Oral administration of MSE at a high dose (2571 mg/kg bw/d MSE; 1000 mg/kg bw/d MIC-1) resulted in mortality in both male (100%) and female (60%) animals. A major abnormal clinical sign observed in animals in the mid-low (257 mg/kg bw/d MSE; 100 mg/kg bw/d MIC-1) to high dose groups was irregular respiration (Table 1). However, during evaluation for gross lesions and/or necropsy, no abnormalities were observed in the lungs of any non-surviving and surviving animals. Together with the absence of any other correlating toxicologically-relevant findings in these animals, these effects can be interpreted as non-adverse, though a longer term study would be required for further confirmation. Although fluid-filled uterus was observed in females from the low and high dose groups, these findings were consistent with the normal estrus cycle and within the physiological reproductive range for this age and strain of animals; therefore, these findings were interpreted to not be toxicologically relevant. The decrease in thymus size and decreased spleen and thymus lymphocyte counts found in a few males and females in the mid-high dose group is likely to be related to MSE administration-related stress rather than a direct effect of the test substance in the lymphoid system, as the thymus and spleen are immune organs particularly sensitive to stress [43]. In addition, some females in this dose group showed increases in absolute (+177%; not significant) and relative (+170% at p < 0.05) liver weights with no correlating microscopic observations of hepatic necrosis, which was interpreted to not be toxicologically relevant (Fig. 4). Similar increases in absolute and relative liver weights were observed in the females of the high-dose group. In conjunction with the low survival rate of the high-dose group, the increase in liver weight suggests that MSE may have an adverse effect on the liver at this dose level.

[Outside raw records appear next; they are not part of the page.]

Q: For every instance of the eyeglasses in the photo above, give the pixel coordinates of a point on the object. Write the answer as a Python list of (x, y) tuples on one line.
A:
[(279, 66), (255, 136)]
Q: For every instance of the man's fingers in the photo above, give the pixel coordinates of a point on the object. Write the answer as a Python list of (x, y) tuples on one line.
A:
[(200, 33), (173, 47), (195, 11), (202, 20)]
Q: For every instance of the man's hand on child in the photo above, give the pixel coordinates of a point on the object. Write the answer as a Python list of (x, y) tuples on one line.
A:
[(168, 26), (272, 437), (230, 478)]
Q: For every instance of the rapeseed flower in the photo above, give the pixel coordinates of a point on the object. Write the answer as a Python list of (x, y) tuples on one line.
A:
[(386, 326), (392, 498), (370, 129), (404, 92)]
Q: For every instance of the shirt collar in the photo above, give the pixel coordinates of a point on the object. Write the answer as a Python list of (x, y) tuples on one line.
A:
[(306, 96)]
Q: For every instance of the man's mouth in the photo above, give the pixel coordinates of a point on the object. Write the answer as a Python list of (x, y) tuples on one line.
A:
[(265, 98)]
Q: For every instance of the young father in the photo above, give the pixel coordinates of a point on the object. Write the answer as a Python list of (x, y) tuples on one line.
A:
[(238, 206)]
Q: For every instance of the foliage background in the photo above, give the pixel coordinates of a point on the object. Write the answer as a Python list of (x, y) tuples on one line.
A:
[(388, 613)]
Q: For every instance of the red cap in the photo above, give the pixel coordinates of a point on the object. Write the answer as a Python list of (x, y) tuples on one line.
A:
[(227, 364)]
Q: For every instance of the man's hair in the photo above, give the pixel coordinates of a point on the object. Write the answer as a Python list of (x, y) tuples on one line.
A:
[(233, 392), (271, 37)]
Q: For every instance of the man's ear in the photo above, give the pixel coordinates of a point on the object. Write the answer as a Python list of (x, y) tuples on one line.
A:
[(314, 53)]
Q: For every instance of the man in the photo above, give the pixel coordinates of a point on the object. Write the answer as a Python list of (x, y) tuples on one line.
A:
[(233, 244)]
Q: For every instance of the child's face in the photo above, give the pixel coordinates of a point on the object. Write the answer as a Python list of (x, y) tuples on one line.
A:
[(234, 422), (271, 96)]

Toxicity observed in animals treated with the high dose of MSE (2571 mg/kg bw/d MSE) standardized to 1000 mg/kg bw/d MIC-1 mainly involved abnormal changes in digestive (gastrointestinal tract, liver), immune (thymus, spleen, WBC, lymphocytes) and (male) reproductive systems (testicular germinal cells, epididymides). These results are consistent with the previous report that rats treated with methanolic extracts of leaves or seeds of moringa (100, 200, 400, and 1000 mg/kg) for 28 d displayed histopathological changes in the heart, liver, lungs, spleen, and kidneys, along with increases in neutrophil, WBC, and platelet. Furthermore, this study noted decreases in hepatic enzymes, such as aspartate amino transferase, alanine amino transaminase, and aspartate amino transferase [35]. For comparison and contrast, other ITCs, such as benzyl ITC (derived from papaya), orally dosed at 0, 50, 100, and 200 mg/kg bw/d for 4 weeks, caused dose-dependent decreases in body weight and food intake in rats. At 200 mg/kg bw/d, benzyl ITC caused renal dysfunction and toxicologically relevant changes in hematology, histology (liver, ileum, lymph nodes), and various organ weights [44]. Additionally, phenethyl ITC (PEITC, derived from winter cress), administered to rats by gastric intubation (40 mg/kg) for 4 weeks, caused an increase in organ weights (heart, liver, kidney, adrenal glands) without abnormal microscopic examinations [45]. In comparison with these results, MIC-1 seems to be less toxic than other ITCs, even though a direct comparison with other studies is not possible for the reasons mentioned previously.

Based on the study conditions and endpoints evaluated in this study, a NOAEL of MSE was estimated as 257 mg/kg bw/d, standardized to approximately 100 mg/kg bw/d MIC-1.

Funding disclosure

None

Conflict of interest

IR has financial interests in Nutrasorb, LLC and is an inventor on a MSE patent.